Is there a standard formula/convention to calculate the % of ownership on a property based on the following situation

  • I am buying property together with my partner and her mother. Lets assume for now the property was priced at $100,000 for easy calculation
  • My partner and mother are putting a downpayment of $30k each ($60k) from their own personal funds
  • I am putting $0 in downpayment
  • We are taking out a mortgage on the remainder $40k.
  • My wife, her mother and myself plan to split the monthly mortgage payment evenly (3 ways).

My assumption is that the property ownership should be calculated based on - Partner and mother own 30% each from their initial $30k downpayment - Remainder % is calculated based on amount each of us are paying to the monthly mortgage

Would the above be right or is there a more conventional to calculate this?
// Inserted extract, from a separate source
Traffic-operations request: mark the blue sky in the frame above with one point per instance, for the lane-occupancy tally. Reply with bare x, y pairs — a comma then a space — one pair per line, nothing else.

  • I guess unless you and your wife has signed a prenup, the amount your wife puts down is the same as if you put it down (and the other way around if situation was reversed). With this logic, then in the end your mother in law will own 30% + (1/3) * 40% = 43,3% and you and your wife will own the rest.
    – ssn
    Feb 2 '18 at 16:45
  • Can you edit to clarify whether the third person is your partner or your wife? The answer may differ depending on your marital status and depending on the jurisdiction. To that end, please also add a country tag (and maybe a state tag, if US).
    – shoover
    Feb 2 '18 at 18:17

You should have it specified with your partner and mother in law before making the purchase.

In the end, after the mortgage is completely paid off, it seems obvious that the ownership amounts should be the mother and partner having 43.33% each (30 + 40/3) and you having 13.33%.

However, if the house were immediately sold the day after buying it, for $100,000 (ignore taxes, etc), it would be ludicrous for you to expect 13.33% of the $60,000 remaining after the mortgage was paid off, having put in $0. So a fairer option would to have percentage of ownership change over time, according to total money put in.

Thus, to start with, your mother and your partner own 50% each and you own 0%. If the mortgage is $2,000 / yr, and you each pay $666.67, then after 5 years your mother and partner would've paid $33,333.35 each, and you would've paid $3,333.35, leading to them having 47.6% ownership each and you having 4.8%.

If you reach the end of the mortgage, then it has converged to the expected 43.33% / 43.33% / 13.33%.

  • 1
    Actually it shouldn’t really change over time - because they still have the liability split evenly between them. So even if the house was sold the day after the purchase, the split would still be the same - otherwise OP would come out of the deal short handed (debt) and the two others would have gained 13,300 dollars (surplus). The percentages would stay the same the entire time - doesn’t matter how each individual chooses to fund their share (with debt or equity).
    – ssn
    Feb 2 '18 at 22:28
  • If by liability you're referring to the mortgage, it would have to be paid with the proceeds of the sale before any dividing up can occur. How would OP come out of the deal shorthanded? Sell for $100,000, pay back $40,000 mortgage, leaves $60,000. Are you suggesting that it should be split $26,000 / $26,000 / $8,000?
    – Magua
    Feb 2 '18 at 23:43
  • None of that matters - it would all depend on what is in the deed.
    – Victor
    Feb 3 '18 at 0:43
  • @Magua yes exactly - and that is the precise reason why the distribution never changes. Each individual is liable for 1/3 of the remaining debt (13,300). If you didn’t use the income from the sale to pay off the debt, and OPs wife and mother in law owned 50% of the house each, OP would come out of the deal short 13,300. Wife and mother in law would then make 100,000 * 50% = 50,000 - 13,300 in debt = 36,700 (= surplus of 6,700 each). Ownership remains the same no matter how the house is financed, either by debt or equity. Makes no sense that equity holders own relatively more than debt holders.
    – ssn
    Feb 3 '18 at 9:04
  • This may be a country difference, but in the US it is literally impossible to sell the house without paying off the mortgage.
    – Magua
    Feb 4 '18 at 5:33

It would be nice to know what country this is in because some countries could have special laws regarding the ownership.

For instance, in Australia, the ownership percentages will be specified in the deeds when you buy the place. So no matter what amounts get put in frombeach party the ownership won't change..

It is always important to specify all these issues from the start in a contract before any purchase is made or else things will most probably end up in court if there is a dispute between the parties.